El pasado año 2012 estuvo marcado por las miradas al cielo; unas, pseudocientíficas, se encontraban perdidas, y otras tenían más ojo clínico. No cabe duda de que nuestro astro rey está ciertamente molesto por la forma en que llevamos la pequeña parcelita de terreno que nos arrendó. Cada once años nos suelta tal bofetada que es capaz de hacer temblar los cimientos del mundo contaminado que habitamos. Según los científicos, su comportamiento es sumamente impredecible, pero sí hay consenso sobre la magnitud de su capacidad destructora sobre todo organismo que se jacte de moderno y electrónico. Los hay quienes profetizan el fin de los días que tendrá lugar cuando el movimiento de los electrones se pare durante días, meses o incluso años. Pero para los soñadores, es inevitable preguntarse lo siguiente: ¿de verdad habría sido el «fin del mundo», de la vida humana, de nuestra existencia, si la energía eléctrica hubiese perecido en aquel lejano 2012? Sin duda, a la mente humana le cuesta desprenderse de aquello que le otorga seguridad y comodidad; un miedo irracional despierta en ella, junto a profecías apocalípticas arraigadas en una sociedad consumista y automatizada incapaz de ver más allá de sus propias narices.
El 21 de diciembre de 2012 fue el sueño erótico de todo anarquista, y aunque personalmente no me considero como tal, la idea ciertamente hizo que se me erizase el vello. ¿Por qué no un nuevo mundo, natural, humanizado? Tras miles de años de evolución, seguimos sin querer aceptar que el sistema actual va cuesta abajo y, para más inri, cojeando peligrosamente de ambas piernas; es el cáncer que cierra su putrefacto puño sobre nuestras vidas. Libres de esta enfermedad, las cuentas y registros bancarios sucumbirían en el olvido; las desigualdades y deudas económicas harían borrón y cuenta nueva; las bolsas mundiales se hundirían para siempre; los vaqueros ansiosos de apretar el gatillo verían que son las multinacionales las que los empujan a sus guerras injustas; en cada ciudad se erigirían asambleas de representantes, que serían los únicos dueños de nuestro destino. Un nuevo mundo sin electricidad, sin industrias que defequen en los ríos, sin vehículos que escupan al aire, sin deudas externas que asfixien a los ciudadanos…, en definitiva, sin mentiras, solo nosotros y la madre tierra.

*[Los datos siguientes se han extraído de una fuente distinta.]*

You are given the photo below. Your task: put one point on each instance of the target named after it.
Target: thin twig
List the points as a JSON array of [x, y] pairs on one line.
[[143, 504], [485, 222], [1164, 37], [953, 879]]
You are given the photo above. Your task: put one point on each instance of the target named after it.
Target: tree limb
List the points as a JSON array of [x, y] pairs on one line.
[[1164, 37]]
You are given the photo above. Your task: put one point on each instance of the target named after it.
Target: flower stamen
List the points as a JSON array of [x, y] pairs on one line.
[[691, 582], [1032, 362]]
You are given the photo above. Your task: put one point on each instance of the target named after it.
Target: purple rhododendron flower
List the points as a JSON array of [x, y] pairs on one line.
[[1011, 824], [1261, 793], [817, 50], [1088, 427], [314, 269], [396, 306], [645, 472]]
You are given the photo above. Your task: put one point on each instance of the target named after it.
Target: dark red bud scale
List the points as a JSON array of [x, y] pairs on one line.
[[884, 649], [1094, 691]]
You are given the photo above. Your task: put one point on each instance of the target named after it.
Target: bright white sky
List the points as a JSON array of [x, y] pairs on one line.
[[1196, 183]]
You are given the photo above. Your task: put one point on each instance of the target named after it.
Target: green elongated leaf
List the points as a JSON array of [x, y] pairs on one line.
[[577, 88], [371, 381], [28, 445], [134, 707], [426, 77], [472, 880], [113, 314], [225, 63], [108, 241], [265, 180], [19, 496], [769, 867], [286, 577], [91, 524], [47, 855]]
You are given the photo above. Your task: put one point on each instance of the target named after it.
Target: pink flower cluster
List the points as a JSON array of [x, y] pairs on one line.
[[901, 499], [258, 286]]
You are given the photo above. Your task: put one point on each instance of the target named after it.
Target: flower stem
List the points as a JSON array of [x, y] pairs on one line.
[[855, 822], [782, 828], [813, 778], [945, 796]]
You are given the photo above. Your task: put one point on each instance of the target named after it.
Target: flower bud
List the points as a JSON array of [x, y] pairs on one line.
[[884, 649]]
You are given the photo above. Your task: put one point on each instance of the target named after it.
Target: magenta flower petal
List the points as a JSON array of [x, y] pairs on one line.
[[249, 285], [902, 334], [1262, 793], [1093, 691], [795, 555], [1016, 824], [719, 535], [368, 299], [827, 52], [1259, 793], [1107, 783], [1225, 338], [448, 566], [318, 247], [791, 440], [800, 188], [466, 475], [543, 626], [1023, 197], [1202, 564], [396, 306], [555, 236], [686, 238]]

Muchas filosofías Orientales opinan que el siglo XXI será el del cambio real, de la evolución, y no habría forma de detener ese cambio cuando el ser humano fuese la única medida, cuando una especie de neohumanismo, y no el supuesto progreso, fuese el único «sistema».
Todo esto es, por supuesto, hablar en condicional, es una parrafada alocada. Independientemente de la actividad solar (¿o quizás el dios-sol de los egipcios, persas, mayas y judíos/cristianos esté actuando sobre nosotros?), ya es innegable que algo se está cociendo, que poco a poco estamos despertando de un letargo de siglos de duración.
Nos queda decidir si queremos mantener la respiración asistida a un sistema que —lo aceptemos o no— se desintegra, o si, por el contrario, queremos dejar que ese dictador enfermo que se esconde tras las cifras fallezca de una vez por todas.